MORO MORO LAND pratique un style abrasif, assemblage de plusieurs courants complémentaires, qu'ils aiment à définir comme du Hardcore aux relief Black, un peu Post et atmosphérique, mais surtout d'une puissance phénoménale.
Through brouille les pistes. Avec son alternance de morceaux en russe et en anglais, c'est un EP qui ne se dévoile pas entièrement à la première écoute, et qui nécessite des efforts.

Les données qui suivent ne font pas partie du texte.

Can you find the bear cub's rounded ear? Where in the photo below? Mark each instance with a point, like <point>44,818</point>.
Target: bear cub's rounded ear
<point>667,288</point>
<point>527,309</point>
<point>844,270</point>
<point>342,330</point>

Sous sa pochette superbe signée Kuba Sokolski, il contient le minimum pour convaincre, cinq titres de durée moyenne, qui forment ensemble une belle homogénéité. Si leurs influences revendiquées vont de BLACK SABBATH à ENVY, c'est qu'ils n'aiment pas se cantonner à un genre particulier, mais au contraire en prendre plusieurs, les broyer, les assimiler, et les restituer à leur façon.
Si l'intro pue le Black/Doom à plein nez avec ses cordes graves et lancinantes, laissez passer l'orage et vous serez témoin d'une soudaine éclaircie, vous aveuglant d'une lumière sombre mais vive. En éclaireur, "Новая Кожа" (New Skin) se plaît à embourber l'auditeur dans un marigot Sludge/Black, avant de laisser la terre sécher pour que la machine avance à plein régime. Accélérations Black aux blasts déments, aux impulsions soudain brisées net par des obstacles Post Hardcore, mélodies tendues et évolutives, le mixage des courants est équilibré et séduisant. Le propos se place d'emblée sur le terrain de l'imprévisible, et donne envie dès son introduction d'en savoir plus.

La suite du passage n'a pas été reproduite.